NOTE: The first bachelor's degree major reported by respondents was used to classify their field of study, even though they were able to report a second bachelor's degree major and may possess advanced degrees in other fields. STEM fields of study, as defined here, include agriculture and natural resources, architecture, biology and biomedical sciences, computer and information sciences, engineering and engineering technologies, health studies, mathematics and statistics, and physical and social sciences. Aggregated occupation classifications were used to assemble the data, except that managers of STEM activities were counted as practitioners of STEM occupations instead of "Business workers/managers." Reporting standards for Pacific Islanders and American Indians/Alaska Natives were not met; therefore, data for these groups are not shown. Detail may not sum to totals because of rounding. Race categories exclude persons of Hispanic ethnicity.
SOURCE: U.S. Department of Commerce, Census Bureau, American Community Survey (ACS), 2012. See Digest of Education Statistics 2014, table 505.31.


In 2012, about 21 percent of young adult STEM graduates were employed as medical professionals, 19 percent as business workers or managers, 13 percent as computer scientists or mathematicians, 9 percent as engineers or architects, 9 percent as educators, and 5 percent as life, physical, or social scientists.
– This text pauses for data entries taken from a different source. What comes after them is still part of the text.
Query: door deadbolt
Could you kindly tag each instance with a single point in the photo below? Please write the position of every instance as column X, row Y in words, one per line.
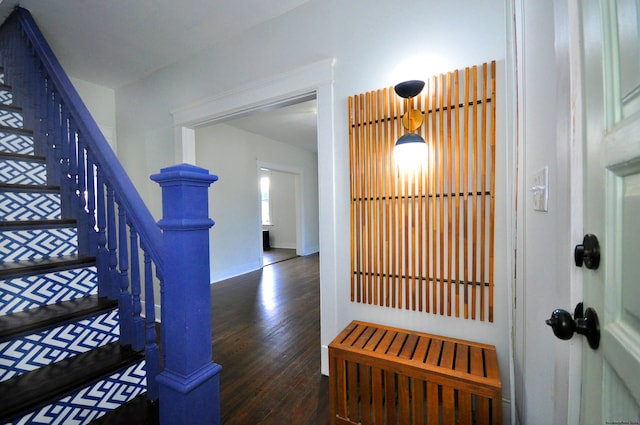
column 588, row 253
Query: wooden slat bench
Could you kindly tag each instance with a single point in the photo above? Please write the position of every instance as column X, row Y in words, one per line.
column 384, row 375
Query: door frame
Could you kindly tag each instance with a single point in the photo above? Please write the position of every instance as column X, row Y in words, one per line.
column 315, row 79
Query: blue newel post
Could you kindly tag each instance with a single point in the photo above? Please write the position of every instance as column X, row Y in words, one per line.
column 189, row 385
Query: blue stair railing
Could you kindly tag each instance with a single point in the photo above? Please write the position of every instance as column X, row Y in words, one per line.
column 114, row 224
column 117, row 228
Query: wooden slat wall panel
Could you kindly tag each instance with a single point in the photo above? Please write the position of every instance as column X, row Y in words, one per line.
column 424, row 239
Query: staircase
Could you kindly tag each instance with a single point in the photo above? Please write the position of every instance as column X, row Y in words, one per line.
column 60, row 356
column 81, row 260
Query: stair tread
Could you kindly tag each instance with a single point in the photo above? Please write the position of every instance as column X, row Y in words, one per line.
column 52, row 315
column 26, row 392
column 10, row 108
column 40, row 265
column 138, row 411
column 30, row 224
column 22, row 157
column 15, row 130
column 29, row 187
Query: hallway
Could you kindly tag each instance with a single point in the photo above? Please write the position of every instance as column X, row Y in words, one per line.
column 266, row 336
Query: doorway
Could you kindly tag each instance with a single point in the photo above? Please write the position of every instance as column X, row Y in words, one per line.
column 279, row 215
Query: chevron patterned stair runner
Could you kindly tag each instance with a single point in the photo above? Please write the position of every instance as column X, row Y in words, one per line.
column 60, row 359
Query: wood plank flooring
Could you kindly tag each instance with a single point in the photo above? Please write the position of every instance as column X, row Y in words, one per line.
column 275, row 255
column 266, row 336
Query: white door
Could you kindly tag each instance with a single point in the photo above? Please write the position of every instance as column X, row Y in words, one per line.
column 611, row 114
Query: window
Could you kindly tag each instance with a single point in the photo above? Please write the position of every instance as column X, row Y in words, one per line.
column 264, row 191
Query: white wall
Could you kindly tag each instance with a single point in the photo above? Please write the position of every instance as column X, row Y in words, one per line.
column 545, row 248
column 282, row 230
column 236, row 156
column 101, row 102
column 369, row 41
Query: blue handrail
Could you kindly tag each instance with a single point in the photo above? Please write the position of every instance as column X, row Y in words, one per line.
column 113, row 221
column 137, row 210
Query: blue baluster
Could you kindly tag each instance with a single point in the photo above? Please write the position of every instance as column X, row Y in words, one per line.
column 91, row 228
column 102, row 256
column 189, row 385
column 125, row 305
column 112, row 238
column 81, row 196
column 138, row 324
column 152, row 356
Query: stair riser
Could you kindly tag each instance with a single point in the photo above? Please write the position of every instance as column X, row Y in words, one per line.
column 24, row 293
column 35, row 244
column 30, row 352
column 6, row 97
column 93, row 401
column 23, row 172
column 11, row 119
column 16, row 143
column 16, row 206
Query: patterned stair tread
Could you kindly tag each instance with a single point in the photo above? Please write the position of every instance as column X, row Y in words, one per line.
column 27, row 244
column 16, row 143
column 42, row 265
column 22, row 157
column 138, row 411
column 10, row 118
column 9, row 187
column 28, row 352
column 22, row 171
column 31, row 291
column 11, row 108
column 26, row 204
column 14, row 130
column 37, row 224
column 15, row 324
column 40, row 387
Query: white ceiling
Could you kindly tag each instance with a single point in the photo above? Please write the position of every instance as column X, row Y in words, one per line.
column 115, row 42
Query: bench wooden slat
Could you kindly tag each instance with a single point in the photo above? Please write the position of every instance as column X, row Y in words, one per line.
column 365, row 393
column 409, row 346
column 384, row 375
column 448, row 406
column 462, row 358
column 384, row 344
column 375, row 339
column 364, row 337
column 420, row 354
column 397, row 344
column 448, row 351
column 417, row 395
column 378, row 395
column 433, row 357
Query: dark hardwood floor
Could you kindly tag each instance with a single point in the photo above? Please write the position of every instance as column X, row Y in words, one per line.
column 275, row 255
column 266, row 336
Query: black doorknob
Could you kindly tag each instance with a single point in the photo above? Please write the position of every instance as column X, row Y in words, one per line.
column 588, row 253
column 587, row 324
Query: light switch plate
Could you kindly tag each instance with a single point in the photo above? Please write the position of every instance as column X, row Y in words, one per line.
column 540, row 190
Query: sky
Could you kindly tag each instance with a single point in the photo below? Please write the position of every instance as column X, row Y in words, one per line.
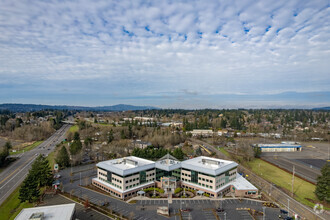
column 169, row 54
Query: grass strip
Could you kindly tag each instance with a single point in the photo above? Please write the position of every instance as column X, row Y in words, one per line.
column 28, row 148
column 303, row 190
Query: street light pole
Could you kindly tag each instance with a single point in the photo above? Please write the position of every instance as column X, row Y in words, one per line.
column 264, row 213
column 288, row 207
column 221, row 201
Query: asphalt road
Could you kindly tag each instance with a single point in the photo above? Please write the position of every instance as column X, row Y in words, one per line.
column 13, row 176
column 308, row 172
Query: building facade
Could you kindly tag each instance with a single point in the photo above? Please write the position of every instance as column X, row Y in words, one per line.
column 124, row 177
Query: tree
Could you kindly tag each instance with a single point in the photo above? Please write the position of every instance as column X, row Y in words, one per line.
column 110, row 137
column 5, row 152
column 322, row 190
column 41, row 171
column 257, row 152
column 29, row 190
column 178, row 153
column 88, row 141
column 76, row 146
column 76, row 136
column 39, row 175
column 63, row 157
column 198, row 151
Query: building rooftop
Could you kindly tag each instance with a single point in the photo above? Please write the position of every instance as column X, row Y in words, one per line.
column 63, row 212
column 126, row 165
column 208, row 165
column 241, row 183
column 168, row 163
column 282, row 145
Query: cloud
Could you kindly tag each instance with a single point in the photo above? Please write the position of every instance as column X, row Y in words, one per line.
column 141, row 48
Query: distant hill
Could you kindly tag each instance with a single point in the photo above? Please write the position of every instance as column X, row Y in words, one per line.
column 33, row 107
column 322, row 109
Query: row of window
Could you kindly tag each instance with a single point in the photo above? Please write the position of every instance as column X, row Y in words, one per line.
column 116, row 180
column 110, row 183
column 205, row 185
column 107, row 189
column 152, row 174
column 132, row 180
column 102, row 174
column 184, row 174
column 207, row 180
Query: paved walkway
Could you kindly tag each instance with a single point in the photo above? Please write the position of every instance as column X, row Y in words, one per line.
column 81, row 213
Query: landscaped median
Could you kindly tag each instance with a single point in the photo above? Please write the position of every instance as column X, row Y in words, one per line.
column 303, row 190
column 10, row 208
column 28, row 148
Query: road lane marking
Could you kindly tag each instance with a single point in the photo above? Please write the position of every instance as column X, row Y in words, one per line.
column 15, row 171
column 12, row 187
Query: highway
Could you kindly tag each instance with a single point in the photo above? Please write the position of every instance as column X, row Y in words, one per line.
column 13, row 176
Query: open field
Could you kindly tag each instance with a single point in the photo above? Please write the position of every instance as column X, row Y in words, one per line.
column 51, row 159
column 25, row 149
column 12, row 206
column 302, row 189
column 222, row 150
column 13, row 142
column 73, row 128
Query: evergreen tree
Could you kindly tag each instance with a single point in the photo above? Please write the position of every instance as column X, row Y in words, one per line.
column 5, row 152
column 322, row 190
column 41, row 171
column 63, row 158
column 29, row 190
column 110, row 137
column 76, row 146
column 178, row 153
column 39, row 175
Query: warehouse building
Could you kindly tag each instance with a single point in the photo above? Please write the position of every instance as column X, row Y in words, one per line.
column 125, row 177
column 283, row 147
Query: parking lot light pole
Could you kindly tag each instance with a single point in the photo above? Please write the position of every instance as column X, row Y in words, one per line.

Among young adult STEM graduates in 2012, a higher percentage of males than of females were employed as computer scientists or mathematicians (20 vs. 6 percent) and engineers or architects (14 vs. 3 percent), while a higher percentage of females than of males were employed as medical professionals (32 vs. 10 percent). These patterns held across all racial/ethnic groups for which data were available. There was no measurable difference between the percentages of males and females who were employed as life, physical, or social scientists overall; however, the percentage was higher for females than for males among Asians (6 vs. 5 percent).

Among young adult STEM graduates in 2012, a higher percentage of males than of females were employed as business workers or managers (22 vs. 16 percent), and the same pattern was observed among Whites (23 vs. 16 percent), Blacks (24 vs. 17 percent), and Hispanics (20 vs. 16 percent). In contrast, a higher percentage of females than of males were employed as educators overall (10 vs. 7 percent), as well as among Whites (10 vs. 7 percent), Hispanics (13 vs. 7 percent), and young adults of Two or more races (14 vs. 8 percent).